Wir neigen dazu, Fisch zu übersehen, wenn wir über die industrielle Tierproduktion sprechen, aber fast die Hälfte des von uns konsumierten Fisches stammt aus Fabrikfarmen. Wie alle Nutztiere sind sie auf engstem Raum und werden misshandelt, was zu erheblichen Todesfällen in der Fischpopulation führt. Krankheiten sind in der Fischproduktion weit verbreitet, ebenso wie Tierquälerei. Die Verarbeitung dieser Tiere ist oft unerträglich schmerzhaft und misshandelt, vielleicht mehr für Fische als für jedes der oben genannten Tiere.

Bedenken hinsichtlich der Fabrikfarm

Tierschutz

In den meisten Fällen vernachlässigen Fabrikfarmen die Gesundheit und das Wohlbefinden des von ihnen genutzten Viehs, indem sie Gewinn und Produktivität über die Bedürfnisse des Tieres stellen.
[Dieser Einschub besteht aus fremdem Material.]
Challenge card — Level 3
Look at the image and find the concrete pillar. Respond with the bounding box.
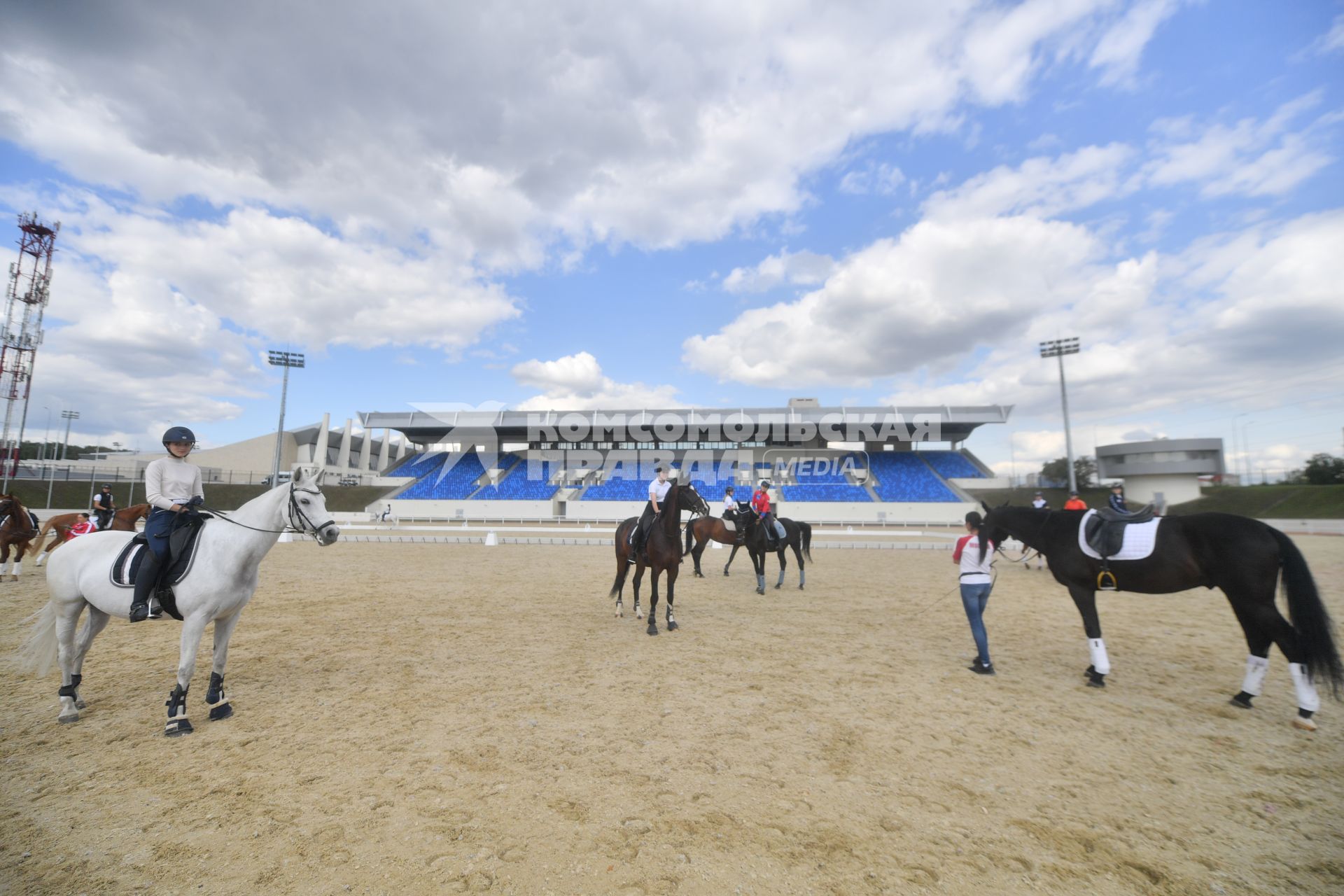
[336,416,354,470]
[359,430,374,473]
[313,414,332,469]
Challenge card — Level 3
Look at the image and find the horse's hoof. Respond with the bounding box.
[164,719,195,738]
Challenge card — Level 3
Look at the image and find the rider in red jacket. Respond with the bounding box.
[751,479,778,551]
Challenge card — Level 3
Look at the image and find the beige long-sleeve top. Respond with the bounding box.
[145,456,206,510]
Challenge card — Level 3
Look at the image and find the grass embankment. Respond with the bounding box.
[967,485,1344,520]
[1168,485,1344,520]
[9,479,396,517]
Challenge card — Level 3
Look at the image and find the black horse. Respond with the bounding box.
[606,479,710,634]
[741,514,812,594]
[983,505,1344,731]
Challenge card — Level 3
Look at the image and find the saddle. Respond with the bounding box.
[109,513,212,621]
[1084,504,1156,557]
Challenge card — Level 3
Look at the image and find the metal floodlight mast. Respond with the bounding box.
[266,351,304,486]
[1040,336,1079,491]
[60,411,79,461]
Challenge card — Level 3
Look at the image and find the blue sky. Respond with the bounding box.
[0,0,1344,474]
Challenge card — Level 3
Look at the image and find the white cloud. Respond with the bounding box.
[723,248,834,293]
[512,352,678,411]
[682,218,1100,387]
[923,144,1134,219]
[839,161,906,196]
[1144,91,1336,196]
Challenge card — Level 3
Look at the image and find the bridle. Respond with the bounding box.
[200,482,336,541]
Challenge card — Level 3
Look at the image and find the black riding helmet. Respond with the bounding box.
[162,426,196,456]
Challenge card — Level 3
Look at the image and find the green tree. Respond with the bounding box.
[1300,453,1344,485]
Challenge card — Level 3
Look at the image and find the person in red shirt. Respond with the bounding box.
[751,479,778,551]
[66,513,97,541]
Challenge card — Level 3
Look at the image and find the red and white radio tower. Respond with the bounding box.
[0,212,60,485]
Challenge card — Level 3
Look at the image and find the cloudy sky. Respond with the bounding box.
[0,0,1344,483]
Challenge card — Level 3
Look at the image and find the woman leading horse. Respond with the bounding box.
[981,505,1344,731]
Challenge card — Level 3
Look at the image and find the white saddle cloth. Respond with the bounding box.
[1078,510,1163,560]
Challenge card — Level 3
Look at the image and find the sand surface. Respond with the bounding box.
[0,538,1344,895]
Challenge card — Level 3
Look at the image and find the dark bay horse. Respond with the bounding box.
[983,505,1344,731]
[0,494,38,582]
[606,479,710,634]
[741,516,812,594]
[685,516,748,579]
[29,504,150,566]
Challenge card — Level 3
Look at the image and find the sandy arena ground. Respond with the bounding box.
[0,538,1344,895]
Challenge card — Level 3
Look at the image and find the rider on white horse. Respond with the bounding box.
[130,426,206,622]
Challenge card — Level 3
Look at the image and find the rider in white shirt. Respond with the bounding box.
[630,466,672,555]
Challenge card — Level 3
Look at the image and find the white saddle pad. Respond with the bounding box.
[1078,510,1163,560]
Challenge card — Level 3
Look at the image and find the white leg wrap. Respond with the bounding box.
[1087,638,1110,676]
[1287,662,1321,712]
[1242,653,1268,697]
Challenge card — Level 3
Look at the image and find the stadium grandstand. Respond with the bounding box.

In einigen Fällen, wie bei Hühnern, gibt es nur sehr wenige Gesetze, um sie vor unmenschlicher Behandlung zu schützen.

Umweltbelastung

Die Konzentration der Tiere führt zu einer Abfallkonzentration. Bei unsachgemäßer Entsorgung gelangt der Abfall in unsere Wasserstraßen und in die Luft. Methan, ein starker Schadstoff, wird in so hohen Mengen emittiert, dass die industrielle Landwirtschaft jetzt ein Drittel unserer Treibhausgase produziert.

Auswirkungen auf die menschliche Gesundheit

Der übermäßige Einsatz von Antibiotika in der Massentierhaltung trägt maßgeblich zur erhöhten Verbreitung der gefährlichen arzneimittelresistenten Bakterien bei, die als „Superbugs“ bezeichnet werden. Wir nehmen diese Antibiotika auch in unserem Wasser und durch dieses Fleisch auf, von dem gesagt wurde, dass es zur Fettleibigkeit beiträgt. Neben den Antibiotika ist auch bekannt, dass Fleisch aus landwirtschaftlichen Betrieben Fäkalien, Eiter, Hormone und weniger Nährstoffe enthält.
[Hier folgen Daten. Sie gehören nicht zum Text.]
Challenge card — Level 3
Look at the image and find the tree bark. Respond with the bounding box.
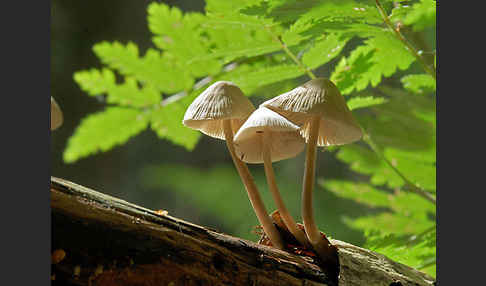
[51,177,435,286]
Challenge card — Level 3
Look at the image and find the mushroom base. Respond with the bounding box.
[258,210,339,285]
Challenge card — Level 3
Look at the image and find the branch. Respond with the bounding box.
[267,31,436,204]
[51,178,435,286]
[376,0,436,80]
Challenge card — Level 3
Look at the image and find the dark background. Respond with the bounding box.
[50,0,376,245]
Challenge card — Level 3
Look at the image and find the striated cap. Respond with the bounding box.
[260,77,363,146]
[182,81,255,140]
[51,96,63,130]
[234,107,305,163]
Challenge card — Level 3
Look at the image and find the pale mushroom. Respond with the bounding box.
[183,81,284,249]
[261,78,362,253]
[51,96,63,130]
[234,107,309,246]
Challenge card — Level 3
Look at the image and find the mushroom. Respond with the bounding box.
[234,107,309,246]
[182,81,284,249]
[261,77,362,253]
[51,96,63,130]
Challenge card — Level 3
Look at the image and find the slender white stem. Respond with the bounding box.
[223,120,284,249]
[302,116,327,251]
[261,131,310,247]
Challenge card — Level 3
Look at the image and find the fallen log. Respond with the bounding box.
[51,177,435,286]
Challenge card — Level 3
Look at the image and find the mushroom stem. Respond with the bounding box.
[302,116,327,251]
[261,131,310,247]
[223,120,284,249]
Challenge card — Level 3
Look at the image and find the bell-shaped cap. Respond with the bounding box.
[234,107,305,163]
[260,77,363,146]
[182,81,255,140]
[51,96,63,130]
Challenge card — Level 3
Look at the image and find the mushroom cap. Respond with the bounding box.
[182,81,255,140]
[260,77,363,146]
[51,96,63,130]
[234,107,305,163]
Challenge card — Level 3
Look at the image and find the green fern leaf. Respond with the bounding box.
[401,74,436,94]
[74,69,161,107]
[302,34,349,69]
[63,107,149,163]
[331,30,415,94]
[148,3,222,77]
[150,96,201,150]
[223,64,305,96]
[347,96,387,110]
[404,0,436,31]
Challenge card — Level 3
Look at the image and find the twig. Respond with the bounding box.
[376,0,436,79]
[363,134,436,204]
[268,32,436,204]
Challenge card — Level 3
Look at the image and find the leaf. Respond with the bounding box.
[93,42,194,93]
[401,74,436,94]
[73,68,116,96]
[364,227,437,277]
[241,0,381,23]
[224,64,305,96]
[302,34,349,69]
[74,69,161,107]
[148,3,222,77]
[150,96,201,151]
[346,96,387,110]
[318,180,435,234]
[404,0,436,31]
[331,30,415,94]
[63,107,148,163]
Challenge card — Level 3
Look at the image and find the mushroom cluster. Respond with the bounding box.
[183,78,362,256]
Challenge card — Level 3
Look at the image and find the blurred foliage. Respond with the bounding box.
[59,0,436,276]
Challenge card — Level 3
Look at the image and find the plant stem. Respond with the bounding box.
[223,120,284,249]
[302,116,323,246]
[376,0,436,79]
[261,131,310,247]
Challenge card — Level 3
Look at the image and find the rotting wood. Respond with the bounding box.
[51,177,435,286]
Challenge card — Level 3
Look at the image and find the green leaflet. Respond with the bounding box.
[401,74,436,94]
[365,227,437,277]
[404,0,436,31]
[331,29,415,94]
[93,42,194,93]
[346,96,387,110]
[74,68,161,107]
[302,34,349,69]
[224,64,305,96]
[73,68,116,96]
[63,107,149,163]
[150,92,201,150]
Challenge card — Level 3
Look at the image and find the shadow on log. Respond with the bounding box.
[51,177,435,286]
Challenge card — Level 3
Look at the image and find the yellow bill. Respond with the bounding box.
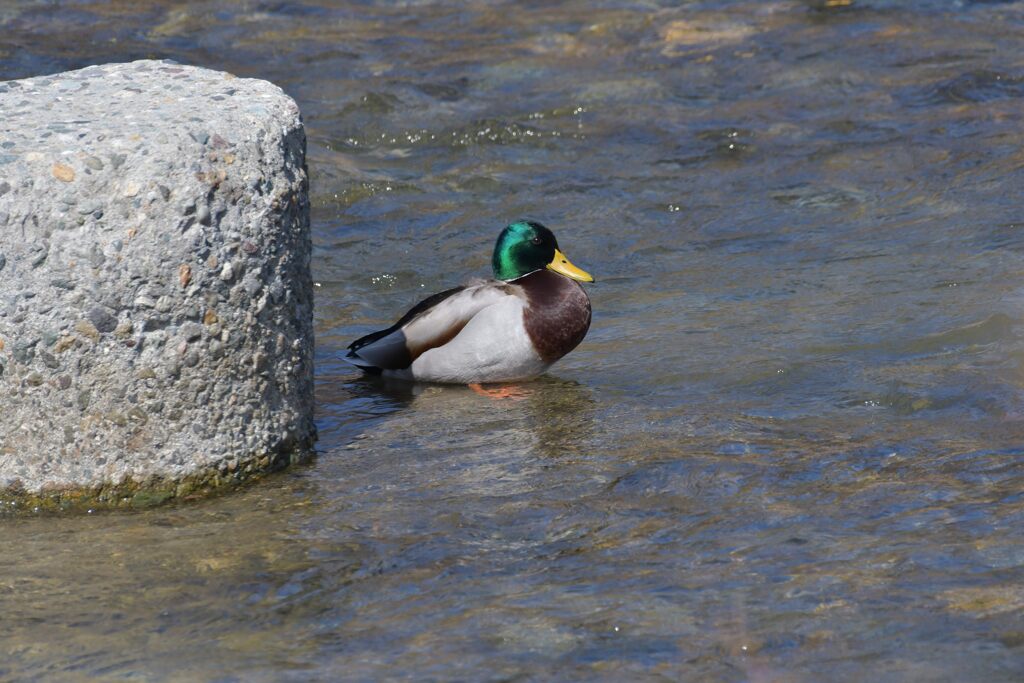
[548,249,594,283]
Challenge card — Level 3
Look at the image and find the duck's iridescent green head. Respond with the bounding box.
[490,220,594,283]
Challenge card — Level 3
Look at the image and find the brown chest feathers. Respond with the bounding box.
[515,270,590,364]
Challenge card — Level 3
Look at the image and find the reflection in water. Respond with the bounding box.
[0,0,1024,683]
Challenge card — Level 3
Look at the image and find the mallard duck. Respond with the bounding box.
[344,220,594,385]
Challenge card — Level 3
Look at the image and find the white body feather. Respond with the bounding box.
[346,281,549,384]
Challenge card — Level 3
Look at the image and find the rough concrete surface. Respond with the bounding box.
[0,60,315,505]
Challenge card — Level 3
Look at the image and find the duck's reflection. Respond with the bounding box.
[317,368,597,458]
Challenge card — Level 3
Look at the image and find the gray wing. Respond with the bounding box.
[344,281,517,372]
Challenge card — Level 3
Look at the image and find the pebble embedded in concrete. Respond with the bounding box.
[0,60,315,507]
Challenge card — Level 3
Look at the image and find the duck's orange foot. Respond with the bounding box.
[469,384,528,399]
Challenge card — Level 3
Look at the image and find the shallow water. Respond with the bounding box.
[0,0,1024,682]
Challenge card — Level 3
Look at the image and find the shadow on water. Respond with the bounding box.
[0,0,1024,683]
[316,373,597,458]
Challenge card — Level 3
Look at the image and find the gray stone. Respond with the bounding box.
[0,60,315,505]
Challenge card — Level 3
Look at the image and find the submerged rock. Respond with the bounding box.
[0,60,315,506]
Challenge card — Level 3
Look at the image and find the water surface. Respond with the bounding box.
[0,0,1024,682]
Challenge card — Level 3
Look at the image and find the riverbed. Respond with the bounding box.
[0,0,1024,683]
Gesetze rund um Fabrikfarmen

Bundesgesetze

Nach Angaben der Humane Society und des Animal Legal Defense Fund gibt es keine Bundesgesetze, die die Bedingungen für die Aufzucht von Nutztieren regeln. Tatsächlich werden dem Gesetzgeber häufig Gesetze auferlegt, die darauf abzielen, die Anzahl der Beschränkungen zu begrenzen, die Fabrikfarmen auferlegt werden können - sogenannte „Ag-Gag“ -Gesetze, mit denen Untersuchungen der Praktiken dieser Farmen unter Strafe gestellt werden sollen.

Staatliche Gesetze

Es gibt staatliche Gesetze gegen Tierquälerei, die sich auf den Betrieb in Fabrikfarmen auswirken können, aber diese Gesetze werden selten durchgesetzt, "aufgrund von Faktoren wie begrenzten Untersuchungsressourcen und der Tatsache, dass der meiste Missbrauch hinter verschlossenen Türen und in fensterlosen Einrichtungen stattfindet", so das Tier Rechtsschutzfonds.

Was Sie gegen Fabrikfarmen tun können

Um die Worte vieler großer Schriftsteller und Denker vor mir zu verwenden: „Stimmen Sie mit Ihren Mahlzeiten ab.“ Fabrikfarmen werden nur existieren, wenn eine Nachfrage nach ihnen besteht. Essen Sie nur Gras- oder Weidefleisch von einer vertrauenswürdigen Quelle - vorzugsweise von einem nahe gelegenen Landwirt. Engagieren Sie sich auch bei Tierrechtsorganisationen oder lokalen Gruppen in Ihrer Nähe, um vor Ort zu helfen. Ansonsten achten Sie auf Gemüse und Pilze für den Großteil Ihres Proteins. Keine Nachfrage zu erzeugen ist die direkteste Auswirkung, die Sie erzielen können.


Schau das Video: Factory, Farming u0026 Agriculture (Juli 2021).